Paris, le 11 juillet

L’alliance franco-russe a mal commencé, il semble maintenant qu’elle doive se terminer


fâcheusement. Par alliance franco-russe, j’entends d’un côté un accord dont les termes me sont
inconnus et dont, comme tout le monde, je ne sais rien de plus, sinon qu’il existe. De l’autre côté, je
vois surtout les considérations politiques qui ont permis à cet accord de voir le jour et de durer, en
Russie et – ce qui me concerne plus directement – en France. Petit à petit, certaines idées politiques
se généralisent. Et lorsqu’une idée politique devient générale, elle ne correspond bien souvent plus à
la réalité, elle est déjà vidée de son sens et morte.

***

Le rapprochement entre la France et la Russie – l’une des conséquences les plus tristes du
bouleversement de 1871 – ne pouvait s’exprimer que dans les années 1890. Les sentiments de
sympathie populaire qu’on avait suscités de part et d’autre, ce théâtre raffiné dont la mise en scène
ressemblait à une farce, tout cela ne s’est révélé qu’en 1893, soit vingt ans après les événements qui
en furent la cause. Aujourd’hui encore, j’en ai la nausée.
De l’opinion publique en Russie au début du mouvement, je ne sais pour ainsi dire rien. Je ne
crois d’ailleurs même plus aujourd’hui, malgré les éphémères parlements fantoches et malgré une
liberté de presse très précaire et balbutiante, à l’existence d’une véritable opinion publique en
Russie. Mais je sais que, lorsque l’on déploie les drapeaux, lorsque le ballet de cuirasses commence,
lorsque les soldats défilent en parade, lorsque de rutilants uniformes brodés paradent à cheval ou en
véhicule de gala avec casques et panaches, en toute contrée le peuple amassé jubile, s’enivre et se
presse là où il y a à boire et où l’on tire des feux d’artifice. Je sais qu’on fait ce qu’on veut avec le
peuple, qu’il y a ce qu’on veut : du sang et de l’argent.

***

J’imagine bien que le parti qui maintint le tsar sous sa coupe à la fin des années 1880 et qui
pensait, dans son animosité envers l’Allemagne, contre laquelle il cherchait un soutien économique
et militaire, aux inépuisables économies de la France, ne s’occuperait pas de préparer à une alliance
une opinion publique tout juste présente en Russie. J’imagine aussi que l’aristocratie et la
bourgeoisie russes, celle qui parle et lit le français, celle qui vient déjà chez nous, préfère notre
littérature un peu légère à celle des Allemands.

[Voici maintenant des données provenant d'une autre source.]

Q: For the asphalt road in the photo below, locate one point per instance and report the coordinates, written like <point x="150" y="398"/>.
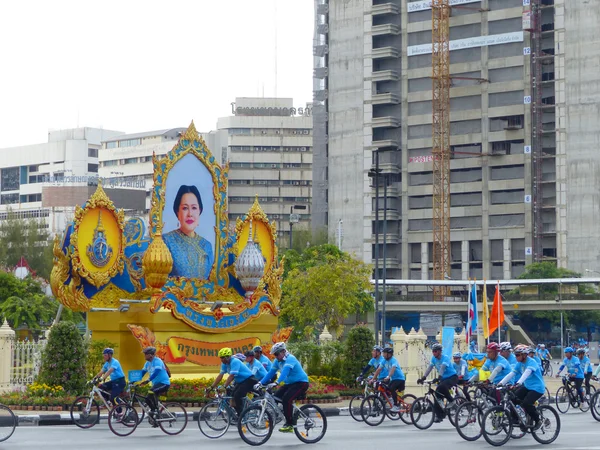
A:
<point x="579" y="431"/>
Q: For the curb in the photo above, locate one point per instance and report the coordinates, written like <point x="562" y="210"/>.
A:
<point x="65" y="419"/>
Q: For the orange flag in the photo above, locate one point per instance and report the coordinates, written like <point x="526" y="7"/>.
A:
<point x="497" y="316"/>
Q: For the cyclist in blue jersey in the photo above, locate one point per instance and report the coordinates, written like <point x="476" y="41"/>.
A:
<point x="111" y="368"/>
<point x="494" y="363"/>
<point x="258" y="354"/>
<point x="394" y="377"/>
<point x="575" y="371"/>
<point x="448" y="377"/>
<point x="462" y="369"/>
<point x="530" y="386"/>
<point x="506" y="352"/>
<point x="532" y="354"/>
<point x="158" y="375"/>
<point x="374" y="363"/>
<point x="257" y="369"/>
<point x="587" y="366"/>
<point x="294" y="378"/>
<point x="238" y="372"/>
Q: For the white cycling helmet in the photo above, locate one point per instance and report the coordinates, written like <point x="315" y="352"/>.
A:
<point x="279" y="347"/>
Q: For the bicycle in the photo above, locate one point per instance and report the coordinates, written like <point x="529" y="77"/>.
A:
<point x="356" y="401"/>
<point x="85" y="410"/>
<point x="376" y="406"/>
<point x="167" y="415"/>
<point x="422" y="413"/>
<point x="307" y="419"/>
<point x="215" y="418"/>
<point x="499" y="421"/>
<point x="567" y="396"/>
<point x="8" y="422"/>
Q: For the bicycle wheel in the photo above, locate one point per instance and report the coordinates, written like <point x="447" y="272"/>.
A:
<point x="85" y="412"/>
<point x="467" y="421"/>
<point x="407" y="401"/>
<point x="497" y="426"/>
<point x="8" y="423"/>
<point x="354" y="407"/>
<point x="214" y="420"/>
<point x="311" y="424"/>
<point x="422" y="414"/>
<point x="550" y="425"/>
<point x="172" y="418"/>
<point x="372" y="410"/>
<point x="563" y="402"/>
<point x="595" y="406"/>
<point x="123" y="420"/>
<point x="255" y="425"/>
<point x="451" y="412"/>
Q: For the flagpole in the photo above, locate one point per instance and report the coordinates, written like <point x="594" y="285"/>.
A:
<point x="499" y="300"/>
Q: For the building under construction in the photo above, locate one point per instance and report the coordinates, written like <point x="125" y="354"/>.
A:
<point x="524" y="134"/>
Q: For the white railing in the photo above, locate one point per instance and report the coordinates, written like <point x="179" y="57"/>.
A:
<point x="27" y="359"/>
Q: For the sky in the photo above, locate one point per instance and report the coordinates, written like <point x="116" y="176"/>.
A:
<point x="133" y="66"/>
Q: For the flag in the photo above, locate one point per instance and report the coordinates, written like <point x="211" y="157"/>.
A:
<point x="485" y="313"/>
<point x="472" y="314"/>
<point x="497" y="317"/>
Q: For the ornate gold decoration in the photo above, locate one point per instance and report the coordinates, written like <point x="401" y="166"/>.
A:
<point x="157" y="262"/>
<point x="70" y="295"/>
<point x="109" y="297"/>
<point x="192" y="143"/>
<point x="98" y="200"/>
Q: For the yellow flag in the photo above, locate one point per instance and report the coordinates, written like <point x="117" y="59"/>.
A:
<point x="486" y="314"/>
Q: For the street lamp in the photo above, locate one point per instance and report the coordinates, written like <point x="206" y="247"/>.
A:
<point x="294" y="218"/>
<point x="374" y="173"/>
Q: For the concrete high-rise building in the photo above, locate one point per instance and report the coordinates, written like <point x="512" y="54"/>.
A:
<point x="512" y="201"/>
<point x="268" y="145"/>
<point x="46" y="181"/>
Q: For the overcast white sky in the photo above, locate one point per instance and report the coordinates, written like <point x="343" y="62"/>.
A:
<point x="133" y="65"/>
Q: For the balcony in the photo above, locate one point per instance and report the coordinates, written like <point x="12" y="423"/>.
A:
<point x="385" y="53"/>
<point x="385" y="122"/>
<point x="386" y="8"/>
<point x="386" y="143"/>
<point x="385" y="99"/>
<point x="385" y="75"/>
<point x="385" y="29"/>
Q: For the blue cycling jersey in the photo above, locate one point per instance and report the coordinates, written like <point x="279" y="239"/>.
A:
<point x="291" y="371"/>
<point x="257" y="369"/>
<point x="266" y="362"/>
<point x="393" y="362"/>
<point x="443" y="361"/>
<point x="117" y="370"/>
<point x="157" y="370"/>
<point x="500" y="361"/>
<point x="573" y="365"/>
<point x="461" y="368"/>
<point x="535" y="381"/>
<point x="236" y="368"/>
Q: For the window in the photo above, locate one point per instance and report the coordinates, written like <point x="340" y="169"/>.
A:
<point x="9" y="179"/>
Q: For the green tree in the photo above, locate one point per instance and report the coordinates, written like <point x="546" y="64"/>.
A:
<point x="64" y="358"/>
<point x="323" y="288"/>
<point x="28" y="238"/>
<point x="357" y="351"/>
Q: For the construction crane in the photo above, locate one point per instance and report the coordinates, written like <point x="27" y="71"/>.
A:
<point x="440" y="31"/>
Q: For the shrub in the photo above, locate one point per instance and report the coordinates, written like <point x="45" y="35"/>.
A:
<point x="357" y="352"/>
<point x="64" y="358"/>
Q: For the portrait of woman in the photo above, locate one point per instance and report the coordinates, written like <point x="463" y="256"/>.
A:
<point x="192" y="254"/>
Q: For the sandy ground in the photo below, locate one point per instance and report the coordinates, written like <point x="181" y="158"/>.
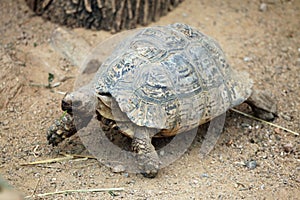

Les aristocrates et les bourgeois de tous horizons,
même ceux des contrées allemandes, s’accordent plutôt à dire que les Français sont pleins d’esprit
et galants, qu’ils sont de vrais boute-en-train. On reconnaît le goût parisien, on achète chez nous
toilettes et bijoux. Notre cuisine paraît toujours aussi excellente, et le service dans nos restaurants
développe un art et un sérieux, lié à ses devoirs, qui séduisent la clientèle étrangère et lui en
imposent. Les Parisiennes excellent dans le jeu de l’amour. Cela suffit pour qu’on accoure de toutes
parts chez nous. Car, si l’on sort du cercle très restreint, en Russie comme ailleurs, des intellectuels
et des hommes de goût, je ne m’explique pas autrement la sympathie des Russes pour la France. De
surcroît, cette pure attirance pour le luxe n’est qu’un phénomène de surface, qui reste marginal et
bien souvent inavoué. L’énorme masse des paysans russes, dans son ignorance crasse, sait aussi peu
des Français que des Allemands, de même qu’elle n’a pas non plus ni saisi ni réalisé sa propre
misère.

***

Il n’en va guère mieux de la sympathie des Français pour les Russes. Loin de là. Certes, on
trouve bien chez nous, ici ou là, quelque personne qui a lu Guerre et paix ou Crime et châtiment.
On compte toutefois sur les doigts d’une main ceux qui reconnaissent qu’un Tolstoï est porteur
d’une tradition héritée de Rousseau ou de Stendhal et que le célèbre auteur de La Mort d’Ivan Ilitch
apporte une nouvelle sensibilité et une nouvelle philosophie qui ont, de leur côté, fait fructifier notre
littérature en maints aspects. Très peu de gens seulement savent qu’un auteur comme Dostoïevski a
considérablement élargi notre palette expressive et qu’il a approfondi l’étude de l’homme jusqu’à
ses abîmes les plus sombres. On ne comprend pas très bien chez nous les nouvelles vibrations et
l’embrasement de l’âme d’un Gorki. On ne comprend pas non plus, par exemple, que les Rimski-
Korsakov, Borodine, Balakirev et Moussorgski ont complètement renouvelé la musique de notre
temps.
D’ailleurs, tout cela n’est que balivernes ! Quelle importance cela a-t-il dans l’élan qui pousse
un peuple vers l’autre ?
En France, les politiques qui ont préparé l’alliance, les naïfs promoteurs de ce rapprochement,
comme ceux qui en ont fait une machine électorale, grâce à laquelle les plus ambitieux aspiraient à
entrer dans l’histoire, ont tous spéculé sur les sentiments et les instincts les plus bas qu’on pouvait
réveiller dans ce pays.
Ces instincts, nous les avons vus se déployer sans gêne ni pudeur. Pourtant, les politiques ne
sont que les symptômes d’une maladie dont les origines sont dans l’âme même du peuple. Ils ne
sont en quelque sorte que les ferments d’une ancienne plaie. Soyons sincères ! Les sentiments et les
instincts qu’ils ont réveillés étaient – honte à nous ! – déjà présents en nous auparavant.

***

Le pire de tous est le sentiment de revanche.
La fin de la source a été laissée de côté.